Adettendir.
Başta medya kuruluşları olmak üzere ülke sınırları içerisinde var olan tüm kurum ve kuruluşlar içerisinde bulunulan yılın muhasebesini yapar, yaptıktan sonra da gelecek yıldan beklentilerini dile getiriler.
2023 yılında Türkiye’de Cumhurbaşkanlığı ve milletvekilliği genel seçimi vardı.
Millet ittifakı normal olarak son derece kolay bir şekilde kazanacağı seçimi aralarında çıkan ve fındık kabuğunu bile doldurmayacak ufak tefek anlaşmazlıklar yüzünden kaybetti, kazanamadı.
2024 yılında bu sefer yerel seçime gidildi.
Doğru aday ve sağlam politikalar ile seçime girildiğinde hangi bölgede olursa olsun seçimin kazanılacağına en iyi örnek bize göre 31 mart 2024 tarihindeki yerel seçim sonuçlarıdır.
2023 ve 2024 seçimler dolayısı ile son derece dolu dolu geçti.
2025 yılında seçim olmadı.
Ancak seçimin artçı şokları diyebileceğimiz siyasi ve adli gelişmeler yaşandı.
Başta İBB başkanı Ekrem İmamoğlu olmak üzere 2024 yılında yapılan yerel seçimi kazanan CHP’li çok sayıda belediye başkanı meclis üyesi ve il genel meclis üyesi cezaevine gönderildi.
Bu durumdan çok sayıda gazetecide nasibini aldı.
Arada var olan binlerce soruşturmayı ve bu soruşturma neticesinde gerçekleşen tutuklamaları yazmaya kalksak sahifeler yetmez.

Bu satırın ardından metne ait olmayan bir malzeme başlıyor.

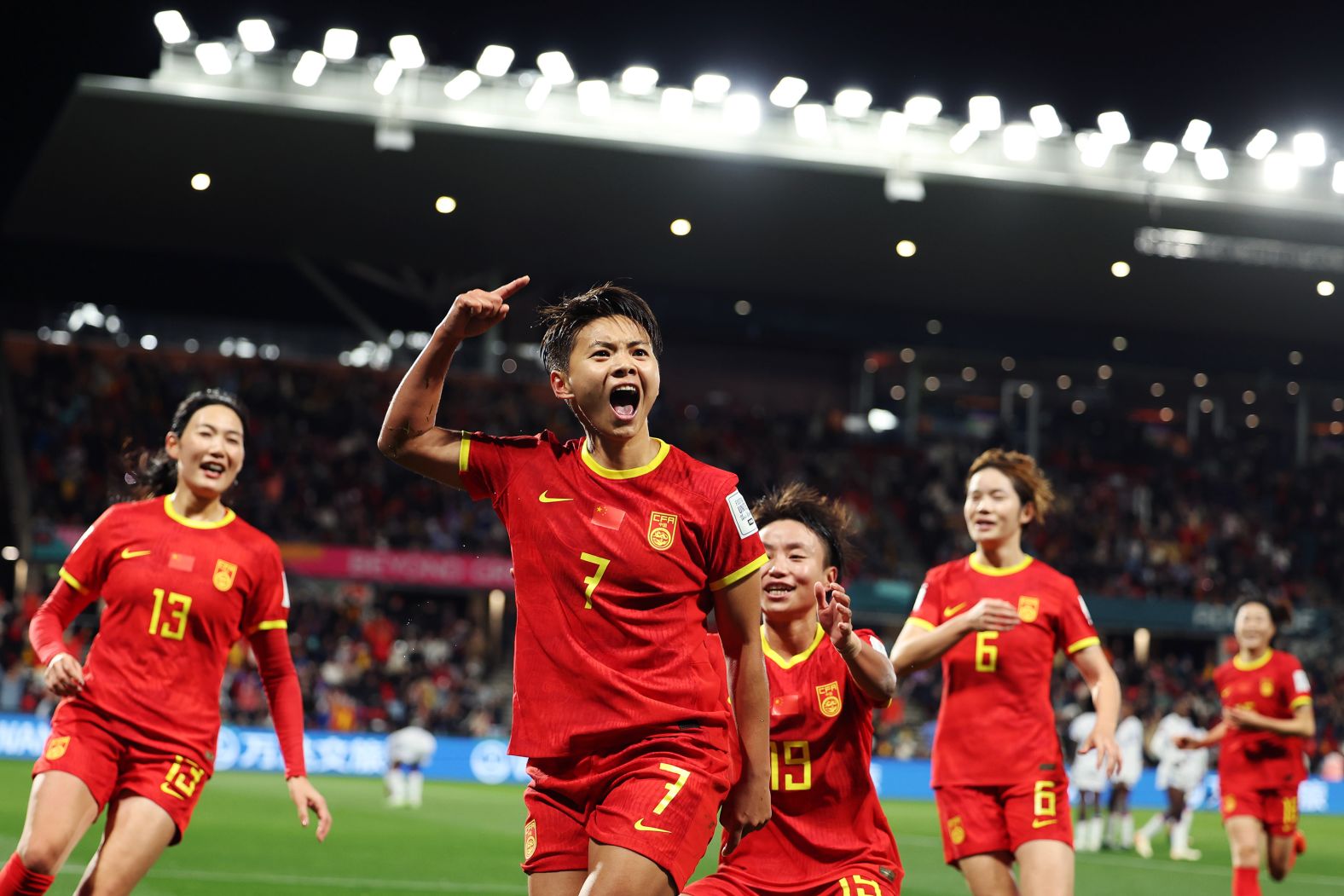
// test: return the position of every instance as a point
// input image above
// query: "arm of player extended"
(408, 434)
(287, 702)
(47, 630)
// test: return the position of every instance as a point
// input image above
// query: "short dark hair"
(156, 475)
(565, 319)
(828, 519)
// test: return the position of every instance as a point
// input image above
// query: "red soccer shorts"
(82, 744)
(860, 879)
(1274, 809)
(659, 798)
(1001, 818)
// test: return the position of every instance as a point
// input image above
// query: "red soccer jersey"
(1274, 685)
(826, 816)
(615, 571)
(177, 594)
(996, 685)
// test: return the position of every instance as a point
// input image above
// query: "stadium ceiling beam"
(905, 148)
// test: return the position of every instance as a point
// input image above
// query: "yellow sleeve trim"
(72, 582)
(1082, 644)
(733, 578)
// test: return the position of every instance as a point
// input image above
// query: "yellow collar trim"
(627, 475)
(792, 662)
(198, 524)
(984, 569)
(1254, 664)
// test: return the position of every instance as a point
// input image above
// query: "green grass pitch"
(468, 840)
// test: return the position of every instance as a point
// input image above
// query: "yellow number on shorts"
(593, 579)
(674, 786)
(180, 601)
(797, 754)
(987, 655)
(1045, 802)
(862, 887)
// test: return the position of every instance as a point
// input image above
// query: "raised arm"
(408, 434)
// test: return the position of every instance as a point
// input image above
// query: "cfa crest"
(828, 697)
(662, 531)
(224, 573)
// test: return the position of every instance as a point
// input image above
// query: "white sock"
(415, 788)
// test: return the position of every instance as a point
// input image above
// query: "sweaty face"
(797, 560)
(1254, 627)
(994, 511)
(210, 450)
(613, 378)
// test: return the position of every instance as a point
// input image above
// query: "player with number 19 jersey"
(996, 691)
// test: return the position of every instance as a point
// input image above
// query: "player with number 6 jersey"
(996, 620)
(621, 546)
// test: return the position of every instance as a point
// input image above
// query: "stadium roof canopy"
(789, 205)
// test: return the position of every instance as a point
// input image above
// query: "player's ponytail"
(155, 475)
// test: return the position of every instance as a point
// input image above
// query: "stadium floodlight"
(742, 113)
(675, 105)
(1196, 135)
(639, 81)
(1309, 148)
(310, 69)
(536, 95)
(1261, 144)
(711, 88)
(809, 120)
(1281, 171)
(964, 139)
(172, 27)
(891, 130)
(852, 102)
(922, 110)
(339, 44)
(1211, 165)
(461, 85)
(256, 35)
(985, 113)
(387, 77)
(1160, 158)
(555, 67)
(406, 51)
(1020, 142)
(1046, 121)
(1113, 126)
(594, 97)
(495, 61)
(214, 58)
(789, 91)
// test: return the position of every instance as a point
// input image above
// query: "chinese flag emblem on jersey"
(662, 529)
(828, 697)
(224, 573)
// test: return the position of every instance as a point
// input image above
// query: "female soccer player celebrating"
(618, 539)
(1266, 712)
(826, 680)
(996, 620)
(182, 579)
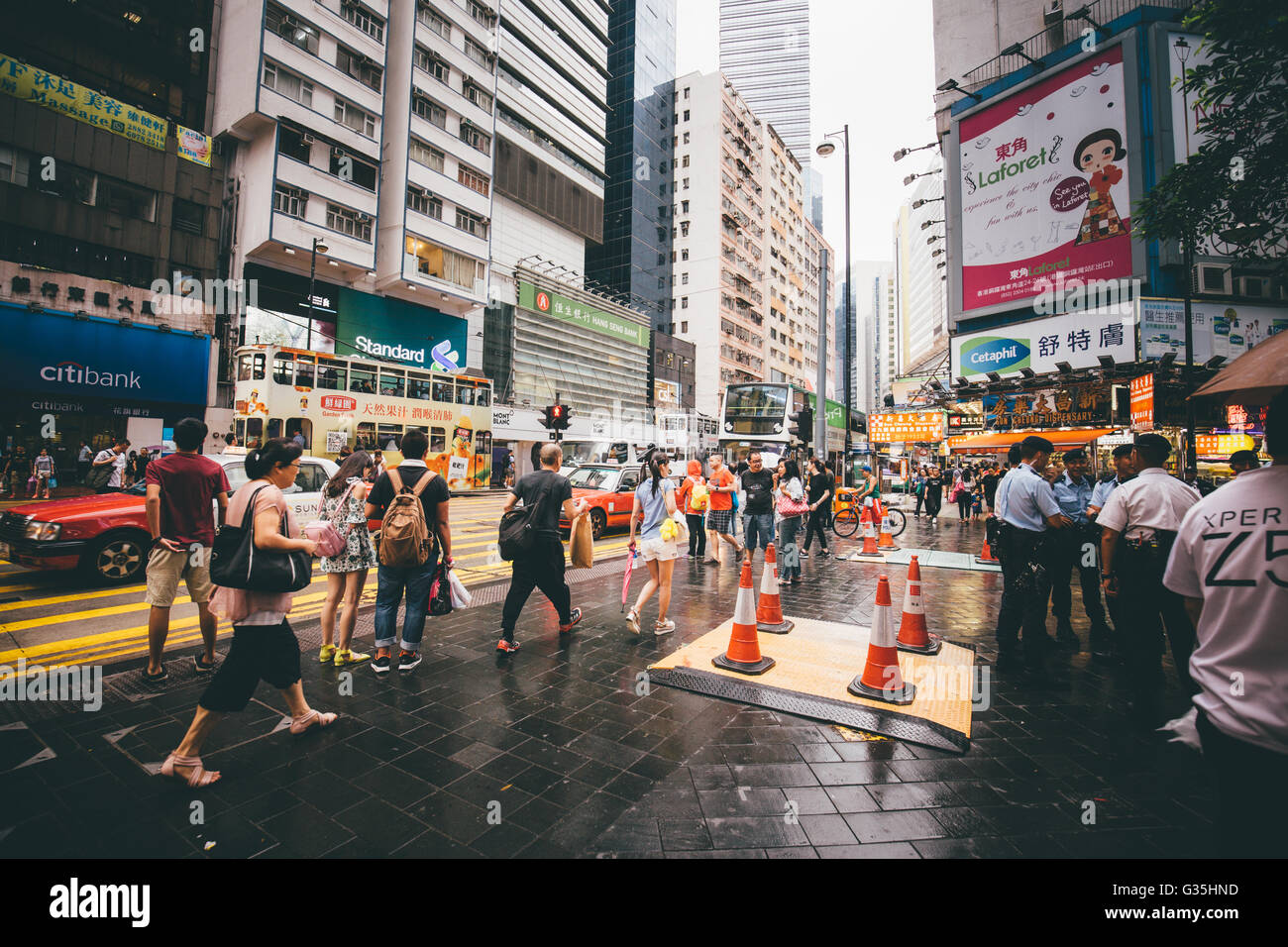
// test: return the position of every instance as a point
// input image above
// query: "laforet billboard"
(1044, 184)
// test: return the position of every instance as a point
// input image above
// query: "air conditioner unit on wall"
(1211, 279)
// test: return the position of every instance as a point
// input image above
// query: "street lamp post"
(824, 150)
(1190, 449)
(313, 268)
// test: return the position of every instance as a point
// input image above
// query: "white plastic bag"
(462, 596)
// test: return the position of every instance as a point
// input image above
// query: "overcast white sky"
(872, 67)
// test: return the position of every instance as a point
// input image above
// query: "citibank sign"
(77, 373)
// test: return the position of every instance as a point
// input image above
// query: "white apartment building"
(365, 127)
(919, 256)
(746, 258)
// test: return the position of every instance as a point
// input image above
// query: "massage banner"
(1044, 185)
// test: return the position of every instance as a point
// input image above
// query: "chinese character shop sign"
(46, 89)
(1142, 402)
(902, 428)
(1043, 184)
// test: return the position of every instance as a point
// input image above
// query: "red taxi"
(107, 535)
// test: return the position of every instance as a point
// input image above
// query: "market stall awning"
(1001, 440)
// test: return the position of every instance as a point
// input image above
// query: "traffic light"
(803, 425)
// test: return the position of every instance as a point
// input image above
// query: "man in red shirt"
(721, 486)
(181, 488)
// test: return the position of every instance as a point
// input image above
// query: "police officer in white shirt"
(1231, 564)
(1025, 509)
(1138, 526)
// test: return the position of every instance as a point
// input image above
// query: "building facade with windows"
(110, 197)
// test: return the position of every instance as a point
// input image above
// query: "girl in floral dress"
(343, 502)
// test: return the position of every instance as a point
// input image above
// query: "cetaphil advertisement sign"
(1078, 339)
(101, 360)
(1044, 185)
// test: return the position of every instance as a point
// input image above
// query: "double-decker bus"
(688, 434)
(364, 403)
(756, 419)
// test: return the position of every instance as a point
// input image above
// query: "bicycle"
(846, 515)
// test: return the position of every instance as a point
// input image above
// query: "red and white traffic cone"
(743, 655)
(881, 680)
(769, 608)
(870, 539)
(913, 634)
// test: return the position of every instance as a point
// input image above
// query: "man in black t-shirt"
(542, 566)
(415, 579)
(758, 519)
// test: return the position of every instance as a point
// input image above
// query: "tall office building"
(746, 277)
(635, 258)
(764, 52)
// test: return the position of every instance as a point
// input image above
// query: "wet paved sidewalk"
(552, 751)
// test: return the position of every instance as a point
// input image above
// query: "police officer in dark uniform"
(1140, 519)
(1077, 548)
(1025, 509)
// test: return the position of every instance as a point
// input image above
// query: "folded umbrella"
(626, 579)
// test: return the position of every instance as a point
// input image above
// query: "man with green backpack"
(412, 504)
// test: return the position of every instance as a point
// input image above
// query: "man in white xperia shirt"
(1231, 565)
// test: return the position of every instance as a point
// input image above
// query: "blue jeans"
(758, 526)
(390, 582)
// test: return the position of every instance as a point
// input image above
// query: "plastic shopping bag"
(462, 596)
(581, 543)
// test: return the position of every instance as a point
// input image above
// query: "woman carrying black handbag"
(265, 647)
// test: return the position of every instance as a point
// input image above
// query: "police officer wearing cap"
(1138, 526)
(1025, 509)
(1077, 548)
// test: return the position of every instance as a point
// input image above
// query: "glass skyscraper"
(635, 257)
(764, 52)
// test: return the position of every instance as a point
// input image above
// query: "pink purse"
(323, 532)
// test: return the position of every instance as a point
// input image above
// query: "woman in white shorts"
(655, 505)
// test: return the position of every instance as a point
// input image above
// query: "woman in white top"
(789, 483)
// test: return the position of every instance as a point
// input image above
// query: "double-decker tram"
(336, 401)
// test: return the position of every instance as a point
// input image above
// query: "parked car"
(107, 535)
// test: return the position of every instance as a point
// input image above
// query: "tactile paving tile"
(819, 659)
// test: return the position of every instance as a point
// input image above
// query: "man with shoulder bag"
(412, 504)
(539, 562)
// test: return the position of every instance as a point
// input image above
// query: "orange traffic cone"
(986, 557)
(887, 538)
(881, 680)
(870, 539)
(769, 608)
(913, 634)
(743, 655)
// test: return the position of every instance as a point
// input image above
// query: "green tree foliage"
(1237, 179)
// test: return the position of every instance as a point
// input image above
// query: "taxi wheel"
(117, 560)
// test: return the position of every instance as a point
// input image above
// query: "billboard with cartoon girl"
(1044, 185)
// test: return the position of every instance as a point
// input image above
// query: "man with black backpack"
(412, 504)
(539, 560)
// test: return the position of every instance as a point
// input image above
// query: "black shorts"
(259, 652)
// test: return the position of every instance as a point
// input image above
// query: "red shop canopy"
(1001, 440)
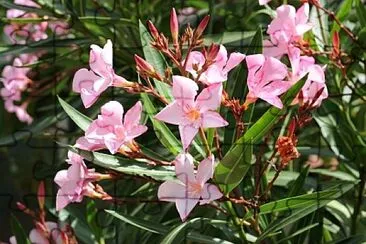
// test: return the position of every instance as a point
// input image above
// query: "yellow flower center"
(193, 115)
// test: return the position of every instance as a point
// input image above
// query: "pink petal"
(170, 191)
(100, 60)
(210, 193)
(81, 76)
(172, 114)
(136, 131)
(185, 206)
(62, 200)
(184, 90)
(36, 237)
(112, 113)
(133, 116)
(221, 58)
(84, 144)
(273, 100)
(262, 2)
(210, 98)
(211, 119)
(113, 145)
(184, 168)
(195, 58)
(61, 178)
(205, 170)
(187, 133)
(234, 60)
(273, 70)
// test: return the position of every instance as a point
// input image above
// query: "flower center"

Yılın son günlerinde ise Habertürk genel yayın yönetmeni Mehmet Akif Ersoy ile başlayan süreç ile çok sayıda gazeteci-işadamı ille ilgili soruşturma ve tutuklanmalar yaşandı.
“İnşallah başka bir felaket yaşamayız” dediğimiz anda Yalova’da terör örgütü ile yapılan çatışmada 3 güvenlik görevlimizi şehit verdiğimiz üzücü durum yaşandı.
Anlaşılacağı üzere 2025 yılı nasıl geldi nasıl geçti.? Bizde anlayamadık vatandaşta anlayamadı.
Siyaset makamı kendi koltuğunu sağlama alabilmek adına her gün başka bir gündem yaratıp vatandaşı da o gündem ile meşgul etmenin yolunu aradı.
Asgari ücret beklenildiği şekilde çıkmadı.
Memur-İşçi ve emeklinin beklediği zam artışının da beklenilenin altında olacağı aşikar.
Böylesi zamanlarda yılın son günü hiç değişmeyen bir şekilde “ Gelecek yılımız içerisinde bulunduğumuz yıldan daha iyi olsun” temennisinde bulunuruz.
Şöyle bir referandum yapılsa çok büyük bir fark ile “2025 yılından memnun değiliz” sonucu çıkacaktır.
Gerçekten 2025 yılı vatandaşımız için mutlu bir şekilde geçmedi.
Hayat pahalılığı bir taraftan
Geçim zorluğu bir taraftan
Yukarıda anlatmaya çalıştığımız olumsuzluklar bir taraftan derken 2025 yılı son derece sevimiz bir tarih olarak aklımızda kalacak.
Hiç iyi olmayan anılar ve hatıralar ile 2025 yılını terk edeceğiz.
Hani o bildiğimiz “gitsin de geri gelmesin” dediğimiz cinsten.